The first Waterboys album in seven years reeks of the big sound. Scott has gone on the record to acknowledge the influences of DJ Shadow, Moby, Mercury Rev, Beck and even The Chemical Brothers on the album, but really, the sound here is the one you've been hoping for. Big, bold and blazing. And none more so on the album's closer 'Crown'. A faded Roman-esque fanfare introduces what starts as a deceptive ballad, then after Scott has exhausted his feelings on himself, the drums kick in. It's a wonderful moment, having exorcised his demons, a demonic workout ensues. Discordant guitar, schitzo saxophones and tumbling piano all hark to Primal Scream's 'Sugar Speed Kill Light'. A f*ck you stance of infinite coolness. The lyrics are almost too autobiographical of what the Waterboys are now: his 7 years as a solo artist are referred to ("...saw a mirage / and for seven years I chased it"), the present and future ("I'm not through with my changes / I've got a long way still to run / I'm going to play this show / even if nobody comes") and the past ("I've had money / and I lost it / seen an Ocean / nearly crossed it").
Since the Waterboys achieved almost mythical greatness at the tail end of the eighties things haven't been so good. 'Room To Roam' was a patchy affair, 'Dream Harder' was impenetrable and weary, saved only by the glorious 'Glastonbury Song'. The band picked up a "raggle taggle" tag (in particular with 89's seminal 'Fisherman's Blues') which, with 'A Rock In The Weary Land' is (some would say) thankfully kicked into touch. The appearance of the London Community Gospel on the superb tile track (of sorts) 'My Love Is My Rock In The Weary Land' testifies this. A stunning piece that evokes the majesty of Spiritualized, the track unfurls in the finest possible manner over its lucious 8 minutes and 16 seconds. It links on perfectly from the eerie 1950's Hollywood B Movie opening track 'Let It Happen'. Scott is unsure of the world as it is now. Walking into a London he deserted (for Galway!) many moons ago, it has become a different place, bereft of spirituality. His love saves him in a way, but the remainder of the album unfurls a Mike Scott not to happy with the world. It has become crass, dumb and impenetrable ("I swing between tears and wonder" he pipes on 'The Charlatans Lament').
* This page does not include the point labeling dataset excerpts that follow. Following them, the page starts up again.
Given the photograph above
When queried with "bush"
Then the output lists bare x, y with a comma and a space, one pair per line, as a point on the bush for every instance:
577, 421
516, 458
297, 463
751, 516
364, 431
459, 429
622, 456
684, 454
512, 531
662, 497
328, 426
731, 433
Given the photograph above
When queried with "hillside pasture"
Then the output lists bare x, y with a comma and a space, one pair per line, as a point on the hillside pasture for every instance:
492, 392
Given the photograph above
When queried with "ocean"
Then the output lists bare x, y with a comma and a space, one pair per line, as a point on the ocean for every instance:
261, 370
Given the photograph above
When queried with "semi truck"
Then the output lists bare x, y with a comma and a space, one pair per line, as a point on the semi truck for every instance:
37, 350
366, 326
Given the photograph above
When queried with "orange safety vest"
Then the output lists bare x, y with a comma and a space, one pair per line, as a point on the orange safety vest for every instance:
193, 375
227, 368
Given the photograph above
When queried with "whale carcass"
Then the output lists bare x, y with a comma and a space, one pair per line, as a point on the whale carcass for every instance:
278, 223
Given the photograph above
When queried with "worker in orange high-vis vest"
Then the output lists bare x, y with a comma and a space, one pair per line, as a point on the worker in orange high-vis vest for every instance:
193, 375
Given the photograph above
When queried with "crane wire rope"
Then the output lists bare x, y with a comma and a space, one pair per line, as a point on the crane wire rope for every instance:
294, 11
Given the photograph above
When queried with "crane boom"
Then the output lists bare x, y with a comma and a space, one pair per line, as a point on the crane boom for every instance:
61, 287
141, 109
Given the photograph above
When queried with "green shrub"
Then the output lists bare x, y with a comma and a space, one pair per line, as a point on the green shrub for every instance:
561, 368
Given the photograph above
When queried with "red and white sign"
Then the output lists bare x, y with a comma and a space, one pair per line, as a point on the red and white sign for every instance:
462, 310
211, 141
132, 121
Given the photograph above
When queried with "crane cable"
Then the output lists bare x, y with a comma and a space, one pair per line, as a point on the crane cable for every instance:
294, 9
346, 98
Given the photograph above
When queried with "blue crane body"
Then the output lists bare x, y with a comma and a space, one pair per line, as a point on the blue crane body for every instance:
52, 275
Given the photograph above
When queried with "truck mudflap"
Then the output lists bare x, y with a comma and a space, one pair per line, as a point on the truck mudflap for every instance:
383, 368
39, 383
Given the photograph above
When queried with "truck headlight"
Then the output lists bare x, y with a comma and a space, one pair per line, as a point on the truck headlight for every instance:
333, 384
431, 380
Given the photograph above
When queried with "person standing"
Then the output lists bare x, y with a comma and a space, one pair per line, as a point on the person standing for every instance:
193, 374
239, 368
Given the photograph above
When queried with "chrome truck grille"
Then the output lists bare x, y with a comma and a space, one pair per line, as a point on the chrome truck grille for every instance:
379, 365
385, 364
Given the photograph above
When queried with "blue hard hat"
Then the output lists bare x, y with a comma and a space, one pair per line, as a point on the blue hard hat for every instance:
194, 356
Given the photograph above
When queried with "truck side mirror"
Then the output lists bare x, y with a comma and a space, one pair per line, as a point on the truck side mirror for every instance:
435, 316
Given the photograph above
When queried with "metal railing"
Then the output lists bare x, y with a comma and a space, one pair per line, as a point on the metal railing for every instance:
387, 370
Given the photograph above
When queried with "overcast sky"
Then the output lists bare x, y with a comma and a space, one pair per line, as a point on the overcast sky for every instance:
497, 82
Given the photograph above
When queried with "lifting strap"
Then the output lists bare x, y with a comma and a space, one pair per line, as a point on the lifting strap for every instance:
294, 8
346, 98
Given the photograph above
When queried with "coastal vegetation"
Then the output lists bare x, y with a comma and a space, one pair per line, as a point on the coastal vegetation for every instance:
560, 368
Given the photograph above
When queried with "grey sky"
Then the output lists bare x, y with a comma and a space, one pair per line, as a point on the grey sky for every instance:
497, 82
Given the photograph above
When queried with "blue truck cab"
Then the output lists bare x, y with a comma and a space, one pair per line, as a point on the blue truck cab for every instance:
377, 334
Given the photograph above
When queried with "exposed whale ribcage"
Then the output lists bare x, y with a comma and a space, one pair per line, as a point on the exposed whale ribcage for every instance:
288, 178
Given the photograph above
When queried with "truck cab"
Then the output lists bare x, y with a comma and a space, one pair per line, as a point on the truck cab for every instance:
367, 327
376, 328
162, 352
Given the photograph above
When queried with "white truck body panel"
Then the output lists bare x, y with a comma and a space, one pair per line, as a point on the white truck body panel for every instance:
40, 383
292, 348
But don't let this put you off. While the album is occasionally angry, it stands proud in its anger. Scott is a master songwriter and each track is a gallery piece on how to structure not only a song, but also a sound. 'Is She Conscious' could be The Flaming Lips and it could be about Princess Di, but as a lament to lost life, its structure both lyrically and musically, it is second to none. 'We Are Jonah' is a cartoon comic strip of a song about a man and a whale (!) and is emphatically cheersome. 'His Word Is Not His Bond' recalls Moby in its intro and the songwriting is prime Mike Scott class. World Class. And so on and so forth for the rest of the album...
This record, as Scott puts it in the sleevenotes, is "the testament of my wanderings in the weary land" Long may his wanderings continue if this is the result. It rocks harder than previous Waterboys material, and Scott's embrace of samplers, loops and other programming bodes well for the future. While not in the same league as 'This Is The Sea' or indeed 'Fisherman's Blues', 'A Rock In The Weary Land' is nonetheless a classic Waterboys album. Highly recommended.